Como broche de oro a la celebración del centenario del nacimiento del barón Hans Heinrich Thyssen-Bornemisza (1921-2002), la exposición Arte americano en la colección Thyssen permite contemplar en Madrid un conjunto pictórico de 140 piezas de excepcional valor que, procedente de las colecciones de la familia Thyssen, de Carmen Thyssen-Bornemisza y del propio Museo Nacional Thyssen-Bornemisza, evidencia el afán coleccionista del barón y el interés creciente que la producción artística estadounidense ha suscitado en el panorama internacional desde mediados del siglo XX: interés que, más allá de los reconocidos Expresionismo abstractoArte Pop, se dirige ahora especialmente hacia la revalorización de la pintura decimonónica norteamericana, en alza desde que en 1976 el MOMA organizara The Natural Paradise: Painting in America, 1800-1950, muestra conmemorativa del bicentenario de la Declaración de Independencia de los Estados Unidos.

La colección Thyssen de arte americano

Con anterioridad, a finales de la década de 1950 el barón Thyssen había iniciado su colección americana con la compra de setenta grabados coloreados del pintor suizo Karl Bodmer, quien en 1832 recorriera el Misuri desde San Luis acompañando al explorador, etnógrafo y naturalista alemán, Maximiliano de Wied-Neuwied. El diario de este, ilustrado por las aguatintas realizadas a partir de las acuarelas de Bodmer, se tradujo muy pronto al francés y al inglés, sirviendo de inspiración para numerosos escritores, entre ellos el también alemán Karl May, autor de novelas de aventuras ambientadas en Norteamérica. Estos relatos –de los que el propio barón fue un gran lector– y otros títulos famosos como El último mohicano (1826) de James Fenimore Cooper, constituyeron junto con los del francés Chateaubriand –que viajó a EE.UU. en 1791 huyendo de la Revolución francesa–, una de las fuentes literarias más importantes a la hora de configurar el imaginario de una América virgen, épica y paradisiaca, así como de un nativo indio noble y fiel trasunto del buen salvaje rousseauniano; imaginario no solo asimilado por los artistas europeos, desde Girodet a Masson, sino también por los mismos estadounidenses, véase El reino apacible realizado por Edward Hicks hacia 1834.

En cualquier caso, la pintura de los Estados Unidos anterior a 1950 pasó desapercibida largo tiempo: ya durante el propio siglo XIX, cuando París y el viejo continente se consideraron centro y cuna de la civilización occidental, las obras norteamericanas quedaron relegadas a un segundo plano en importantes certámenes internacionales del tipo de las grandes Exposiciones Universales.
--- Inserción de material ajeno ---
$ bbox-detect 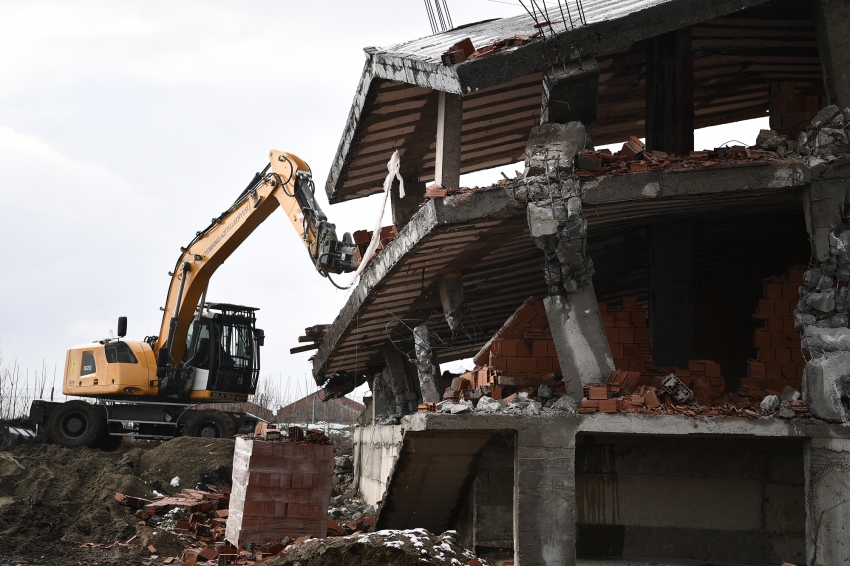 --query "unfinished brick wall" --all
[226,437,334,546]
[741,266,806,394]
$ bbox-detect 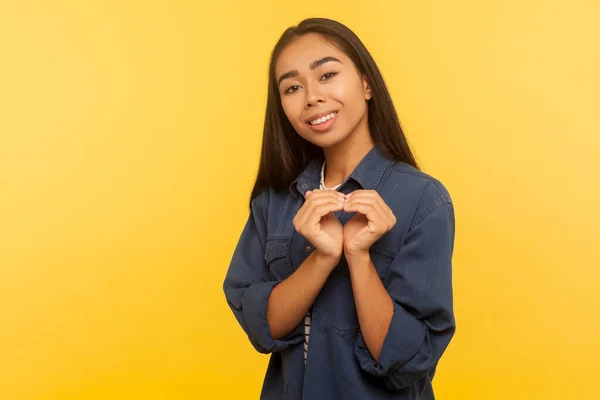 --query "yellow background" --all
[0,0,600,400]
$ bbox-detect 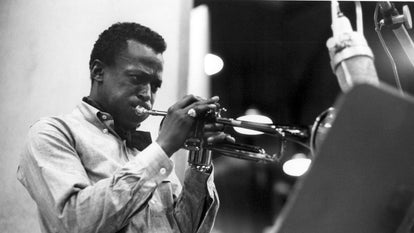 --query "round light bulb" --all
[283,153,311,176]
[204,53,224,75]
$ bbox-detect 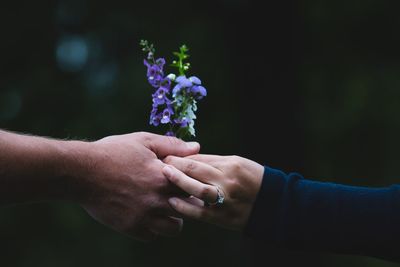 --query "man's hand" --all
[0,131,200,241]
[76,133,199,241]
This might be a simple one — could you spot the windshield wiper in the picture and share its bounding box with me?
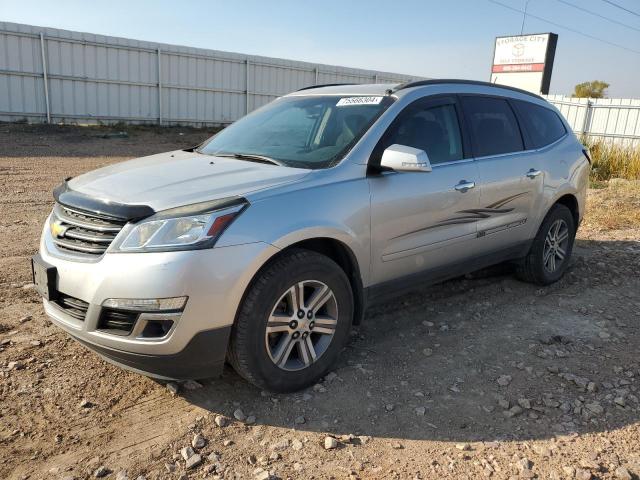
[211,153,286,167]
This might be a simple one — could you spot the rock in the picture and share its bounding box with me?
[253,468,271,480]
[269,438,289,451]
[324,437,338,450]
[584,402,604,415]
[576,468,593,480]
[324,372,338,382]
[185,453,202,470]
[167,382,180,395]
[615,467,633,480]
[213,415,229,428]
[182,380,202,390]
[518,398,531,410]
[517,457,533,470]
[7,360,24,370]
[180,447,196,460]
[502,405,522,418]
[93,465,111,478]
[191,433,207,448]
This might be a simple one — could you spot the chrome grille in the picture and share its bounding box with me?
[51,203,126,255]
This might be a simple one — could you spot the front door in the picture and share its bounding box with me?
[369,97,480,284]
[461,95,543,254]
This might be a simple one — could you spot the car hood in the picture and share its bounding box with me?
[68,150,310,211]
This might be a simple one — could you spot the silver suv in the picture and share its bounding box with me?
[33,80,589,391]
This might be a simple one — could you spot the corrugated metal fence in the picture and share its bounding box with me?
[0,22,419,125]
[546,95,640,147]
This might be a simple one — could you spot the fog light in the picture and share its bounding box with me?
[141,320,173,338]
[102,297,188,312]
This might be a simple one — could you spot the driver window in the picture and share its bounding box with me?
[380,104,463,165]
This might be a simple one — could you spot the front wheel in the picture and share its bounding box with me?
[229,249,353,392]
[517,204,576,285]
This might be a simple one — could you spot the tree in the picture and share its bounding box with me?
[573,80,609,98]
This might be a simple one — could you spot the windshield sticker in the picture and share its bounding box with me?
[336,97,383,107]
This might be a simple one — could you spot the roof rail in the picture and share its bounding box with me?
[393,78,542,98]
[296,83,359,92]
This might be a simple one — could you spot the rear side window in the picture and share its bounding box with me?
[462,97,524,157]
[513,100,567,149]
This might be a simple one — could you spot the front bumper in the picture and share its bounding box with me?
[39,230,278,379]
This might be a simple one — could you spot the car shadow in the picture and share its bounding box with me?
[175,241,640,441]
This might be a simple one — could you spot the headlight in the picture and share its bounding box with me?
[111,199,247,252]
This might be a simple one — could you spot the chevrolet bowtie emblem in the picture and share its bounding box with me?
[49,220,67,238]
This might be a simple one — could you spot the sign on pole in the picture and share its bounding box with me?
[491,33,558,95]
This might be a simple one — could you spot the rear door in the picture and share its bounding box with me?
[461,95,543,255]
[368,96,479,283]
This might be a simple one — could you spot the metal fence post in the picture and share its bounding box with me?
[244,58,249,113]
[40,32,51,123]
[581,100,592,137]
[158,49,162,125]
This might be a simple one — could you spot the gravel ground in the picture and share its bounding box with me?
[0,125,640,480]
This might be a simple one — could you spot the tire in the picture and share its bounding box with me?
[228,249,354,392]
[516,204,576,285]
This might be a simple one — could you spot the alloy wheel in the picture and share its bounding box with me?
[542,218,569,273]
[265,280,338,371]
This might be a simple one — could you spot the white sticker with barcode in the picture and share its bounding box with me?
[336,97,383,107]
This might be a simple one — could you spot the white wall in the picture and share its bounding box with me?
[545,95,640,146]
[0,22,420,125]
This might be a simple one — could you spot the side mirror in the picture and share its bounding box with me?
[380,143,431,172]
No en vano, hubo de esperarse hasta la Guerra Fría para que la campaña de difusión internacional del arte estadounidense, mayormente orquestada por la Agencia de Información de EE.UU. y el International Council del MOMA, presentara el Expresionismo abstracto como el auténtico estilo americano que, mientras marcaba distancias con el idílico paisajismo romántico de los inicios, pasaba a ser ahora todo un referente de vanguardia para el mismo arte europeo. En este clima de exaltación de la pintura estadounidense, el barón Thyssen comenzó su colección de arte moderno norteamericano con la adquisición en 1963 de Marrón y plata I (1951), del que en vida había sido considerado artista-genio-héroe estadounidense por antonomasia y que, tras su triste fallecimiento en accidente de tráfico unos años antes, no había tardado en convertirse en mito: Jackson Pollock. A este lienzo siguió en 1968 el de Mark Tobey, Ritmos de la tierra (1961) y, más tarde, después de que el Musée du Louvre comprase en 1975 la obra de Thomas Cole, Cruz en la naturaleza salvaje (1827-1829), y de que se celebrara la citada muestra The Natural Paradise –la autora de cuyo catálogo, Barbara Novak, llegaría a ser asesora y teórica de la colección Thyssen–, el barón continuó ampliando el número de sus obras de arte americano con trabajos de Winslow Homer, el propio Cole y otros muchos autores, reforzando así un conjunto pictórico de los siglos XIX y XX –probablemente el más grande fuera de los Estados Unidos– que entre 1960 y 1990 llegaría a superar las 330 obras y que hoy hace del Museo Nacional Thyssen-Bornemisza de Madrid un referente europeo de primer orden para el estudio del arte estadounidense.

Naturaleza

En función de lo anterior, la muestra se ha estructurado en cuatro grandes áreas temáticas que giran en torno a las condiciones geográficas y culturales de los Estados Unidos de América. En primer lugar, Naturaleza incide en la importancia del paisaje en la conformación de una identidad genuinamente estadounidense a través del arte contemporáneo. De aparecer únicamente como telón de fondo en los retratos de los colonos, el entorno natural norteamericano se convirtió en protagonista de los lienzos de los pintores locales, especialmente a partir del siglo XIX con la paulatina llegada de las nuevas tendencias imperantes en Europa: el Romanticismo, el Realismo y, con ellos, la pintura del natural. No obstante, en EE.UU. el paisajismo adquirió una particular carga simbólica y político-patriótica, pues como señalaron Barbara Novak o Perry Miller, al mismo tiempo que se representaba, se estaba definiendo un territorio –y tanto es así que el formato panorámico horizontal terminó imponiéndose para mejor captar las vistas de los parajes autóctonos–.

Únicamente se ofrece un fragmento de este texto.